Bereits im März 1999 hatte der Kläger erstmals bei dem Beklagten - Versorgungsamt G. - die Feststellung einer Behinderung,
des Grades der Behinderung (GdB) sowie der Voraussetzungen für das Merkzeichen RF wegen diverser Erkrankungen des Stütz- und
Bewegungsapparates, unklarer zentraler und peripherer neurologischer Funktionsstörungen sowie einer chronischen Antrumgastritis
beantragt. Mit bestandskräftigem Bescheid vom 2.2.2000 stellte der Beklagte daraufhin einen (Gesamt-)GdB von 50 ab dem 22.3.1999
wegen wiederkehrender Sensibilitäts- und Bewegungsstörungen (Einzel-GdB 40) sowie wegen wiederkehrenden Lendenwirbelsäulensyndroms
mit Nervenwurzelreizungen/Osteoporose (Einzel-GdB 30) fest. Das chronische Magenleiden wirke sich nicht erhöhend auf den (Gesamt-)GdB
aus. Eine Entscheidung über das beantragte Merkzeichen enthält der Bescheid nicht, wurde vom Kläger aber auch nicht weiter
verfolgt.
Auf den Neufeststellungsantrag des Klägers vom Juli 2001 stellte der Beklagte einen (Gesamt-)GdB von 100 ab dem 23.7.2001
wegen psychischer Störungen (Einzel-GdB 80) sowie wiederkehrender Sensibilitäts- und Bewegungsstörungen (Einzel-GdB 40) fest.
Weitere Funktionsbeeinträchtigungen bewirkten keine Erhöhung des (Gesamt-)GdB. Auch die Voraussetzungen für die vom Kläger
ebenfalls beantragten Merkzeichen G ("erhebliche Gehbehinderung") und (erneut) RF lägen nicht vor (Bescheid v. 27.6.2002/Widerspruchsbescheid
v. 7.4.2003). Die vom Kläger zunächst dagegen vor dem Sozialgericht (SG) Osnabrück (S 7 SB 180/03) erhobene Klage nahm er später zurück.

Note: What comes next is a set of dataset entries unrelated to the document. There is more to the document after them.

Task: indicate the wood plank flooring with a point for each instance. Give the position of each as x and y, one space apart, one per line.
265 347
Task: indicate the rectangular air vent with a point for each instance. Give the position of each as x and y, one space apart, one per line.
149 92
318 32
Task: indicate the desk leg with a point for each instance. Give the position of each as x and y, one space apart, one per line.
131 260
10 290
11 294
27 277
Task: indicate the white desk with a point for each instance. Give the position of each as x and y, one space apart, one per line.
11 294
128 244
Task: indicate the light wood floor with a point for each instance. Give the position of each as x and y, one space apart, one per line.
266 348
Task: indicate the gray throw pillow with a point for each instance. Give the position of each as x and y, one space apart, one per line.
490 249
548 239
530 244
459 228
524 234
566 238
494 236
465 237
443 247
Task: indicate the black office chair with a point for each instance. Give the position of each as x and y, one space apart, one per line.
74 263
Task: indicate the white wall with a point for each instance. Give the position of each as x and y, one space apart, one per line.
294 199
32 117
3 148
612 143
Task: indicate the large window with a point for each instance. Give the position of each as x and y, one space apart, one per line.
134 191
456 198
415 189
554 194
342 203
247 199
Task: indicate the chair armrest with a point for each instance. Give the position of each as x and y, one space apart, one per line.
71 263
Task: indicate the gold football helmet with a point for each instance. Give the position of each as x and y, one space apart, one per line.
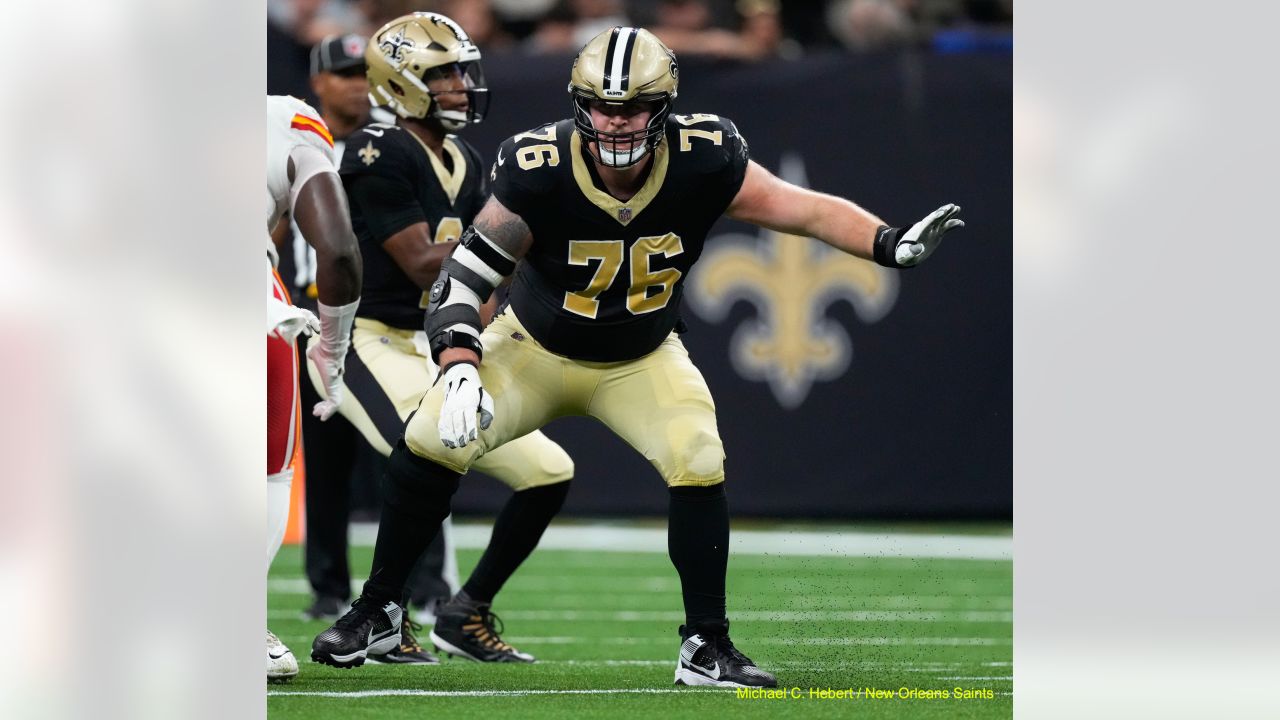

Eine erneute, von Amts wegen eingeleitete Überprüfung im Mai 2004 brachte keine weiteren, für den Kläger günstigeren Feststellungen
(bestandskräftiger Bescheid v. 6.8.2004).
Am 8.2.2005 beantragte der Kläger die ergänzende Feststellung der Voraussetzungen für die Merkzeichen aG, RF und "1. Kl.".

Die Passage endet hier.